The Treasury Department may issue $1.6 trillion in T-bills this year as it rebuilds its coffers after the debt ceiling deal
- The Treasury Department may issue $1.6 trillion in bills over the full year, Deutsche Bank said.
- That's as it looks to rebuild its cash balance following the debt ceiling crisis.
The suspension of the US debt limit has cleared the way for the Treasury Department to refill its coffers, and a tsunami of borrowing is expected in the coming months.
Congress passed a debt ceiling bill last week, and President Joe Biden signed it over the weekend. Analysts at Deutsche Bank estimated in a note Thursday that $1.3 trillion in T-bills will be issued over the remainder of 2023, bringing the total for the full year to about $1.6 trillion.
"The Treasury General Account (TGA) has fallen to an alarmingly low level this week and the subsequent rebuild will likely be one of the largest in debt limit history," analysts wrote.
On Friday, just before the debt limit bill was signed, the cash balance in the TGA was just $23.4 billion, down from $140 billion in mid-May.
That's as the Treasury was relying on "extraordinary measures" to stay under the debt limit while still finding enough money to pay the US government's bills on time.
From June to August, Deutsche Bank predicted that cumulative issuance over the three-month period could top out at $800 billion, "somewhat above the median estimates of primary dealers for the market's capacity to digest bill supply over a short-term."
By September, analysts expects the Treasury Department will have restored its cash balance to about $600 billion.
The Treasury has already started rebuilding its cash, and issued one-day cash management bills, which matured on Tuesday.
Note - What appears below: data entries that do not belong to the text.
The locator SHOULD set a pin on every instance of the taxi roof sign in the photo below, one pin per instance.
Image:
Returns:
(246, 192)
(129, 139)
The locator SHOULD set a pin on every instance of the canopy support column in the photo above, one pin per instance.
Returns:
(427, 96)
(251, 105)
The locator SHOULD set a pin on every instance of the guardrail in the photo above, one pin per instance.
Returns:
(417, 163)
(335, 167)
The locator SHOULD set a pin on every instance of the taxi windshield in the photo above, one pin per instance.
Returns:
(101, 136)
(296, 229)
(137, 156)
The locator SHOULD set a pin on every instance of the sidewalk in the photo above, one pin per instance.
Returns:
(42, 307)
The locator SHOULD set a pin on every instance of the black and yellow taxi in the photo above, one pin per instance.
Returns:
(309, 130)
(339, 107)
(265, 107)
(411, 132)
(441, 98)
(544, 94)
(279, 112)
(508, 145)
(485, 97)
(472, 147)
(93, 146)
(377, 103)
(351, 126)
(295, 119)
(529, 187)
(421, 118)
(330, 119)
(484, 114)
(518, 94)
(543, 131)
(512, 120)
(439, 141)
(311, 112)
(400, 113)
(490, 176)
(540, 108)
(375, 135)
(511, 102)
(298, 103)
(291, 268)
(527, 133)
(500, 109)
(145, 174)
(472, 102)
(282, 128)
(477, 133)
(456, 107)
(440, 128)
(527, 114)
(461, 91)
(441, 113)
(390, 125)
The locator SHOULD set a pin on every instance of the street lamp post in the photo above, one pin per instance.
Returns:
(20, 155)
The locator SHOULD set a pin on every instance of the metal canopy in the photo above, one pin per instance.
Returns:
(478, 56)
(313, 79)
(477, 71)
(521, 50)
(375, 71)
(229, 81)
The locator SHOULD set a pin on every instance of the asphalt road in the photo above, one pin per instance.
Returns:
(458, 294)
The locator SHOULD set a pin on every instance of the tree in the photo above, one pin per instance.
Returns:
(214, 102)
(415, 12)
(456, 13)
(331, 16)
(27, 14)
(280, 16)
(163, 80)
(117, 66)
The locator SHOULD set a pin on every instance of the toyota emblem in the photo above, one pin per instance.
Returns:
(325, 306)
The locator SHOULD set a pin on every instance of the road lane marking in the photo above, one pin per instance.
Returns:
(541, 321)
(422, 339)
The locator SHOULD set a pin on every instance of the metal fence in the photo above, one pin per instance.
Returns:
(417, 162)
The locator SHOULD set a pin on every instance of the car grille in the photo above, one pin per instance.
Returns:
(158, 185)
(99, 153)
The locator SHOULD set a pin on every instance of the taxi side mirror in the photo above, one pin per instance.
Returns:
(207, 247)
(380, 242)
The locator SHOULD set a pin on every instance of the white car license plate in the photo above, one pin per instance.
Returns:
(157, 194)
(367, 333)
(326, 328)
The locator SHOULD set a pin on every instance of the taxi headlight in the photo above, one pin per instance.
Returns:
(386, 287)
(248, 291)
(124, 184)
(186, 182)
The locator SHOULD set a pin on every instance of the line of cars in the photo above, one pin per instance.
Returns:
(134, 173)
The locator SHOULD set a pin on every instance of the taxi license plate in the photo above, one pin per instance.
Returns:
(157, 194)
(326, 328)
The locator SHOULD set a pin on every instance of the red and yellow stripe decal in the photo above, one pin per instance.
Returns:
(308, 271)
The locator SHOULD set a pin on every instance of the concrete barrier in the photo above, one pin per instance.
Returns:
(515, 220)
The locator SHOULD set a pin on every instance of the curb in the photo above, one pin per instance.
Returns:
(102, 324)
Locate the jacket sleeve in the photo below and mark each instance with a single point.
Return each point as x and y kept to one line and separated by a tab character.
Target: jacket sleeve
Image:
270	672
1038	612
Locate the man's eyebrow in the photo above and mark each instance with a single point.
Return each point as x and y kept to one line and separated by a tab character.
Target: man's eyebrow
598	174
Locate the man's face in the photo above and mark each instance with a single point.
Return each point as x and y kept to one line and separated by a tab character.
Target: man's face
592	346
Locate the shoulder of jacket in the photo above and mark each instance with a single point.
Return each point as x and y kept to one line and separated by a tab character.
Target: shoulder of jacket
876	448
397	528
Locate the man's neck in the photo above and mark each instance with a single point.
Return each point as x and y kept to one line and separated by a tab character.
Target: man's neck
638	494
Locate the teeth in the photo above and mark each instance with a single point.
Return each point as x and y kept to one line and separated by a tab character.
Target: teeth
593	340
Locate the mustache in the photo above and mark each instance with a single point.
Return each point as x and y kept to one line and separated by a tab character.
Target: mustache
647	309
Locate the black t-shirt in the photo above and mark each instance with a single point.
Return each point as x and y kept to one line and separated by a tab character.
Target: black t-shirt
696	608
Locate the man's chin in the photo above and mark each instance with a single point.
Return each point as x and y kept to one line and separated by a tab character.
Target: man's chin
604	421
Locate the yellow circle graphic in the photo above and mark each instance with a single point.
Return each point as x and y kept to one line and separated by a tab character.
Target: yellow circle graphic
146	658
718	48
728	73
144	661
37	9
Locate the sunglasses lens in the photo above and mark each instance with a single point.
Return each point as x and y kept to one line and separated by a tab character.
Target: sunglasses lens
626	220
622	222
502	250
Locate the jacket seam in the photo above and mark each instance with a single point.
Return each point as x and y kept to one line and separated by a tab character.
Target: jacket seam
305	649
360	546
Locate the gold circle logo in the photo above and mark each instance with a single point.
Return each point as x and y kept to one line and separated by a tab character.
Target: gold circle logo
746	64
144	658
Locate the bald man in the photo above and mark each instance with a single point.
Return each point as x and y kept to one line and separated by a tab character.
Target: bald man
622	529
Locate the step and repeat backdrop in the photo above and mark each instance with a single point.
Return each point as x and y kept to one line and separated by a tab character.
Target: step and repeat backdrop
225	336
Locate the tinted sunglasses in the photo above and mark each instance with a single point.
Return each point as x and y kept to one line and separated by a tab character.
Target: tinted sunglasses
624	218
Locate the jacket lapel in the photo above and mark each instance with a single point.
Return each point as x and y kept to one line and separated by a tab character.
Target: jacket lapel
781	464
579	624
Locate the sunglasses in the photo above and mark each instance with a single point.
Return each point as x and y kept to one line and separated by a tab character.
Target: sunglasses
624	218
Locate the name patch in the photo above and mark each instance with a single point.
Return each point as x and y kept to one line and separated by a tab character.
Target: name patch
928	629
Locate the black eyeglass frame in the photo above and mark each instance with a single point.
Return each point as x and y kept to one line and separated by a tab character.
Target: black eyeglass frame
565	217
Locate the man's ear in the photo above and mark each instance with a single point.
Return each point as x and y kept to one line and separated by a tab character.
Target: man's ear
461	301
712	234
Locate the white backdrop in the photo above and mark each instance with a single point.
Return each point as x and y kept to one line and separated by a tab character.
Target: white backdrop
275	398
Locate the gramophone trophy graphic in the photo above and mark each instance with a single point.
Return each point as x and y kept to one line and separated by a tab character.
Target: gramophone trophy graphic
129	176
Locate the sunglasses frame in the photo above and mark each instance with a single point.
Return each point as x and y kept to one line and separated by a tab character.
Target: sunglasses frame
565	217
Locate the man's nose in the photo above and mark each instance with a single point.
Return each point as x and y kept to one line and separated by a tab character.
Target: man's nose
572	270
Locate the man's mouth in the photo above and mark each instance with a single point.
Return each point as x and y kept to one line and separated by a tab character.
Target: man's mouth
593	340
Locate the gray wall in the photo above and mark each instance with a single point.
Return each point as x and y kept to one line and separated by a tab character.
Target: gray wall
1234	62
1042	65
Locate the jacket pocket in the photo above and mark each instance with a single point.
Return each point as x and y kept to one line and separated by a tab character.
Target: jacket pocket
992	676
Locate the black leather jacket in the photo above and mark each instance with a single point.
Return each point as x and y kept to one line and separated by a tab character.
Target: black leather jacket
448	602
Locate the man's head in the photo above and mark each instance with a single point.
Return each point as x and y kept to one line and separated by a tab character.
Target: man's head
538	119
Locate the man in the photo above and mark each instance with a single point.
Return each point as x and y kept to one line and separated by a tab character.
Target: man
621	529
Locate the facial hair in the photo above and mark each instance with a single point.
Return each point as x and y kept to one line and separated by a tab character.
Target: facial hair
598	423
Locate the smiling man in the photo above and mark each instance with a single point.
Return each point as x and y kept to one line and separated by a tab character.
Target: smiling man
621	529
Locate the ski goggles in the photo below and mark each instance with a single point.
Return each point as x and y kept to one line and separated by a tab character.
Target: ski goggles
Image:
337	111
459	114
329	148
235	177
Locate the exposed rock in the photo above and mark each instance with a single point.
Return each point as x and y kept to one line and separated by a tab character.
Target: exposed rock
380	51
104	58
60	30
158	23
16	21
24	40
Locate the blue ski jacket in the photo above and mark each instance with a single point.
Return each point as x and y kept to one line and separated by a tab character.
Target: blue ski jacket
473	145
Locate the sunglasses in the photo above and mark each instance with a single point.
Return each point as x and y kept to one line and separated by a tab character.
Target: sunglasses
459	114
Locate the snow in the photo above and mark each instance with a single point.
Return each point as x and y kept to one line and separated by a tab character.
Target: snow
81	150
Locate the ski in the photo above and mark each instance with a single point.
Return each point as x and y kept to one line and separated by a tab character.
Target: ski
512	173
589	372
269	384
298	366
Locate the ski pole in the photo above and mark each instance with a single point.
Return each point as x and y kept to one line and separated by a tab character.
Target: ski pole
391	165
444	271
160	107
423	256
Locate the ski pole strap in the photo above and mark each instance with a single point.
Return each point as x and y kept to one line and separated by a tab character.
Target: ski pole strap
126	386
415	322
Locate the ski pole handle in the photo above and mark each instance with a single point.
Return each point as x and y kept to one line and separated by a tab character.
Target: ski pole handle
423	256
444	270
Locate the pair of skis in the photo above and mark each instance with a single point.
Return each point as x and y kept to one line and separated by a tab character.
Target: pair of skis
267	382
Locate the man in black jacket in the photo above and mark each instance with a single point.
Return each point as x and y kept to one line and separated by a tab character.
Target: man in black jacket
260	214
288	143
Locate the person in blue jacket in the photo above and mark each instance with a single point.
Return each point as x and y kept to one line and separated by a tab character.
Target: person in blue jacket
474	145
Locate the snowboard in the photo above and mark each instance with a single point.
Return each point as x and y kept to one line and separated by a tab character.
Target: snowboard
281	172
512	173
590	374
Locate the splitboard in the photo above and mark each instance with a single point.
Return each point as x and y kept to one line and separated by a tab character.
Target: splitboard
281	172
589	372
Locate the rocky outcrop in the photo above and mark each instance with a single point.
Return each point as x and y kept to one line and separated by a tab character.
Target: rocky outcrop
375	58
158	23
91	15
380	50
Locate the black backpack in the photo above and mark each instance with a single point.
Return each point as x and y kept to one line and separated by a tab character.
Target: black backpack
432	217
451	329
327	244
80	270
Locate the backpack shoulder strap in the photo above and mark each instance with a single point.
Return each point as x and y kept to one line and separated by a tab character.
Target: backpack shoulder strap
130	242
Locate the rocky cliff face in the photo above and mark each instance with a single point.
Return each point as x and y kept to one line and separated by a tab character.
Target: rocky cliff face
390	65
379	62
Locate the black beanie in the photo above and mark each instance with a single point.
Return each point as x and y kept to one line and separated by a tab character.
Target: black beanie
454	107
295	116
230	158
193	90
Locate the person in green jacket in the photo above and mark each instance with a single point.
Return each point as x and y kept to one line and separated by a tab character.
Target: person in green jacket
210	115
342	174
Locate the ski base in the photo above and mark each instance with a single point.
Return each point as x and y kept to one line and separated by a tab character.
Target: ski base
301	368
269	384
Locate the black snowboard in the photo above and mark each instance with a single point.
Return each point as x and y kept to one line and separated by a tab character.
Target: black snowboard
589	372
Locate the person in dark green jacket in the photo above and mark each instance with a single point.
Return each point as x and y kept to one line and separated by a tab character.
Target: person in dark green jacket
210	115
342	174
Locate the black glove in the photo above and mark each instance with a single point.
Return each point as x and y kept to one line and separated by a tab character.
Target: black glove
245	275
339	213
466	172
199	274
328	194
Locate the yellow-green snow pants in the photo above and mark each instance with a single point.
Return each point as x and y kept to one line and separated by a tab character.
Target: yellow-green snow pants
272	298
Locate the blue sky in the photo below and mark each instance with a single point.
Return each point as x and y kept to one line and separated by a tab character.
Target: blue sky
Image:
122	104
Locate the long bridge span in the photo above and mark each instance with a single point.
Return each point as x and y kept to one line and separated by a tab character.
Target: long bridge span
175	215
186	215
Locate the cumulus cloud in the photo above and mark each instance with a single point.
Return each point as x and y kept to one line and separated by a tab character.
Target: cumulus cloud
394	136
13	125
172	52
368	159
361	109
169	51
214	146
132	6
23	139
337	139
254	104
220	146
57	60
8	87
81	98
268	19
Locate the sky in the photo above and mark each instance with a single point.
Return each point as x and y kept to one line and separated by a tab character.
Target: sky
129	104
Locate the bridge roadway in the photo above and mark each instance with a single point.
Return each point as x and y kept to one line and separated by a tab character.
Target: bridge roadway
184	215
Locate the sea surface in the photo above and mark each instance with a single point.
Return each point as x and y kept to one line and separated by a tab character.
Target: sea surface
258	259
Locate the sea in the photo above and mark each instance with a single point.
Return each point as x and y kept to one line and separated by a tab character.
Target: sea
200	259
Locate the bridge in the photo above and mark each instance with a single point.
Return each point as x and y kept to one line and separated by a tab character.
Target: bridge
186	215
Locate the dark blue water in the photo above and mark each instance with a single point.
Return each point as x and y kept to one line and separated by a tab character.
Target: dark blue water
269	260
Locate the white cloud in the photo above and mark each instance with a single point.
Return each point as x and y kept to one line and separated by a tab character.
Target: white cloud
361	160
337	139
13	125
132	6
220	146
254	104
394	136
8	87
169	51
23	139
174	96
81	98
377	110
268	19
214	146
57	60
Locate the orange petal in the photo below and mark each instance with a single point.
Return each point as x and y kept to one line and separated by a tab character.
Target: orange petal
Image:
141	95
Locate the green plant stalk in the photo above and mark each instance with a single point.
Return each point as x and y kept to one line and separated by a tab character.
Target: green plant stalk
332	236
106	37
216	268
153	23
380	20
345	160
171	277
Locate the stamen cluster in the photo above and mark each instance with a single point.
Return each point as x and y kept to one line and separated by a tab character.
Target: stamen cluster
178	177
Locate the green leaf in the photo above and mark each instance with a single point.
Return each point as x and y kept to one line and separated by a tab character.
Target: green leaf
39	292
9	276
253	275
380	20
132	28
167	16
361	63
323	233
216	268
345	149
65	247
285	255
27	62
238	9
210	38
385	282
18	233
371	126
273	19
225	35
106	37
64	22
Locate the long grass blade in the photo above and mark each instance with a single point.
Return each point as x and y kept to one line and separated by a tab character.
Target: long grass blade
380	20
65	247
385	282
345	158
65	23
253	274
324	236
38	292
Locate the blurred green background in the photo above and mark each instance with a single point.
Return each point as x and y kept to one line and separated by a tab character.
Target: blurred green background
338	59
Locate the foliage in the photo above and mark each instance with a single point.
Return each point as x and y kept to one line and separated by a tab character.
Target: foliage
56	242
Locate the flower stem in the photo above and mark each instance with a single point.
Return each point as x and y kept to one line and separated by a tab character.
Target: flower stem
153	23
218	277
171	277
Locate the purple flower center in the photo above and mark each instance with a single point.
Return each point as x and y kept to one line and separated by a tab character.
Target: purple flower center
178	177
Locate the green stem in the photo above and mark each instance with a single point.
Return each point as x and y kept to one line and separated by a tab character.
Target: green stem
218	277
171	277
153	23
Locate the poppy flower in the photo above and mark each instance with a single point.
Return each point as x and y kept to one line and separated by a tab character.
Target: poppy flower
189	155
The department also announced plans last week to sell $65 billion in three-month bills and $58 billion in six-month bills on Monday and settle them on Thursday.
But all the T-bills will suck up liquidity from the financial system, potentially weighing on markets. JPMorgan recently estimated that the combined performance of stocks and bonds this year will suffer by nearly 5% due to the debt issuance and the effect of the Federal Reserve's quantitative tightening.